- 346 Okunma
- 3 Yorum
- 0 Beğeni
Peynir Gemisine Müdahaleler
’’Lafla Peynir gemisi yürümez.’’ Türk Atasözü...
Bunu derler demeye de, ben bunu en kısa zamanda denemeliyim. Bir yürüttüm mü laf ile peynir gemisini, Guiness Rekorlar Kitabına bile girerim, bir düşünsene... Popüler Gazetelerde benim adımın geçtiği başlıklar Hürniyet, Mirniyet, Financiyet Taymıs maymıs, Le Figarı, Deutçe zeytung maytung şöyle başlıklar atmışlar benim için mesela... Müthiş Türk asırlardır olmayan bir şeyi başardı ve ’’Laf ile peynir gemisini yürüttü hatta yürütmek ile de kalmadı yakında da kıtalar arası koşturacağı, sefere çıkaracağı söyleniyor bu müthiş Türk’ün.’’
Kim bu müthiş Türk?
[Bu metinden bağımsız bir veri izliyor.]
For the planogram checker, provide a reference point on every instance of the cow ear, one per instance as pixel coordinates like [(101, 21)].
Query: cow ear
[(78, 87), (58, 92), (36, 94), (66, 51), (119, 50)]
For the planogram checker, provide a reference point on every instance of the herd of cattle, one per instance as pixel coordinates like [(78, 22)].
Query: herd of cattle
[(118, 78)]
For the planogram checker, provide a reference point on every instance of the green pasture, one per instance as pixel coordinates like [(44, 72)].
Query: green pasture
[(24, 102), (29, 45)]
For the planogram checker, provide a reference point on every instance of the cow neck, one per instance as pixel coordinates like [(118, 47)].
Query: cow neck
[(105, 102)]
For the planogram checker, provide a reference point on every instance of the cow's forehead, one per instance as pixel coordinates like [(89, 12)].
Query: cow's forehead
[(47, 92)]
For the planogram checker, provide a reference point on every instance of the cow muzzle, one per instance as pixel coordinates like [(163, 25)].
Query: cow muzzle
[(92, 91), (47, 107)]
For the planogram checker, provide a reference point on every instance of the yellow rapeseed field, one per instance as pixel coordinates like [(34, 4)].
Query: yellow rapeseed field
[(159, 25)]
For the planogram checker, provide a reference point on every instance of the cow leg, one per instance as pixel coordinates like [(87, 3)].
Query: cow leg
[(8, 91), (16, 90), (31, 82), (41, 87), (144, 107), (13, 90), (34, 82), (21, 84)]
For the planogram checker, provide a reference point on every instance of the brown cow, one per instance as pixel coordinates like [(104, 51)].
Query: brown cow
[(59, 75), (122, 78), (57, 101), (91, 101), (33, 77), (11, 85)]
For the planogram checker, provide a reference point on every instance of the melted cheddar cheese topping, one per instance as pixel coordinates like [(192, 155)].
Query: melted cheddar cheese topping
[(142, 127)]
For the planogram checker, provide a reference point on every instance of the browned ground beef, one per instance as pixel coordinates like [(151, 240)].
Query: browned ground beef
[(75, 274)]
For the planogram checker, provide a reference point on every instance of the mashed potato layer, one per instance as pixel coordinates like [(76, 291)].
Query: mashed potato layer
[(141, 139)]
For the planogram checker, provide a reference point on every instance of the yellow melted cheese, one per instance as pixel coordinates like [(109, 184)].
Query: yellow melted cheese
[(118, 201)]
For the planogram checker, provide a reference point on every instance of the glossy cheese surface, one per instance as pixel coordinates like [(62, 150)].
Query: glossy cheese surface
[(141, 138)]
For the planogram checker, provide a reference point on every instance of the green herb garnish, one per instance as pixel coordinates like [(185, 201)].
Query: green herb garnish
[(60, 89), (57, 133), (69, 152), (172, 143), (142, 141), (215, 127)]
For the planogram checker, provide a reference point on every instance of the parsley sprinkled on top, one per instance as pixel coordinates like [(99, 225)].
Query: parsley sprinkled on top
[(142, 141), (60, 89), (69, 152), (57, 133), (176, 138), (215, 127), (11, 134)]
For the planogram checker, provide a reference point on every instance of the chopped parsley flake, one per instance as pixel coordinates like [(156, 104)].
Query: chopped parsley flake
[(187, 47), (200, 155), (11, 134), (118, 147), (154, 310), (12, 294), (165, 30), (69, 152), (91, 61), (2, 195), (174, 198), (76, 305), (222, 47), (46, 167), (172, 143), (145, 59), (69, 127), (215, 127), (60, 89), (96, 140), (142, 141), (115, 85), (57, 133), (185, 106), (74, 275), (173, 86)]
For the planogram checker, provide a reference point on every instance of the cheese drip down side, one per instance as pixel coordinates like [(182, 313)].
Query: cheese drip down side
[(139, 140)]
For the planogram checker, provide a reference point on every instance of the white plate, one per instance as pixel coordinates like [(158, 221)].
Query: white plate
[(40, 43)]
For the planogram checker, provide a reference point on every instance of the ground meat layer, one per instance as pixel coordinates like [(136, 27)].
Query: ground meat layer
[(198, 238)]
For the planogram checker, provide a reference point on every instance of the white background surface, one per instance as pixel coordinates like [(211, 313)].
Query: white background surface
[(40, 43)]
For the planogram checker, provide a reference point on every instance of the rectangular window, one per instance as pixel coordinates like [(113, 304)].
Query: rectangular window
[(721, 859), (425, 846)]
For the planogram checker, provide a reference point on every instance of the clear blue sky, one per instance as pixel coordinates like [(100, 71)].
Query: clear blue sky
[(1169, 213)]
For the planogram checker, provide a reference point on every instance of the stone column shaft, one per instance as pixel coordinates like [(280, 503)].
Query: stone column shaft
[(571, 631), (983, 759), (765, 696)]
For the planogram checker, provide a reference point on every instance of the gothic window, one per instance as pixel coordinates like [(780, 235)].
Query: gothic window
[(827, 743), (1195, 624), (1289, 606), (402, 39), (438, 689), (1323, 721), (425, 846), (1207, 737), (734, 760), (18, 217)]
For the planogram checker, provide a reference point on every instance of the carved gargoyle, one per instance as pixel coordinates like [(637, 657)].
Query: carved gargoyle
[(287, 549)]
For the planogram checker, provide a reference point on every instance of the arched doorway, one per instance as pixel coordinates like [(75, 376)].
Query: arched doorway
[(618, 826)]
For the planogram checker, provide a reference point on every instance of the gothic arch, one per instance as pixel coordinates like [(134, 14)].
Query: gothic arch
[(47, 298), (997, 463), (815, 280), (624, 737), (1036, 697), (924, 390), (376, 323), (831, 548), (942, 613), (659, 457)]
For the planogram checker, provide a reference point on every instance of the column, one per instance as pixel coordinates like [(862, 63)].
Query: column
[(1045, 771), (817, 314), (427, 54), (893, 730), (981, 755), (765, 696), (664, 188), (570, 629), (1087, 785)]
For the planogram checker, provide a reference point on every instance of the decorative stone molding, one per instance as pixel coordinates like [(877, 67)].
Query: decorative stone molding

Ben deniz oluyorlare efeeem! Breh breh breh! Nasıl da koltuklarım kabarır amma... Koltuklarımın altına karpuzu bırak hatta kavun, elma, şeftali bile sığmaz... Bir kere Peynir Gemisinde öncelikle epeyce bir peynir olması lazım. Değil mi ama? İçinde başka başka eşyalar varsa, kömür demir gibi, beyaz eşya gibi, o zaman birileri de ’’Lafla demir gemisi ya da lafla kömür gemisi, lafla beyaz eşya gemisi yürümez.’’ derlerdi, bende ki de nasıl akıllar ama?
Bilin bakalım bu dünyada en çok konuşan kesim kimler? He he he he he ! Hemen bildiniz yahu, siyasetçiler tabi ki... Hem bizde ki hem de dünyanın çeşitli ülkelerinde ki siyasetçilerden fazla laf üreten bir kesim var mı?’’Benzin vardı da biz mi içtik?’’ diyenini mi ararsın? ’’Samsunu Akdeniz’in incisi yapacağız.’’ diyenini mi ararsın? ’’Biz sayın başbakan gibi sözünün arkasında duran adam değiliz.’’ diyenini mi ararsın... Ararsan daha neler neler var... Gelelim yine sadede... Sadet aşağıda oluyor...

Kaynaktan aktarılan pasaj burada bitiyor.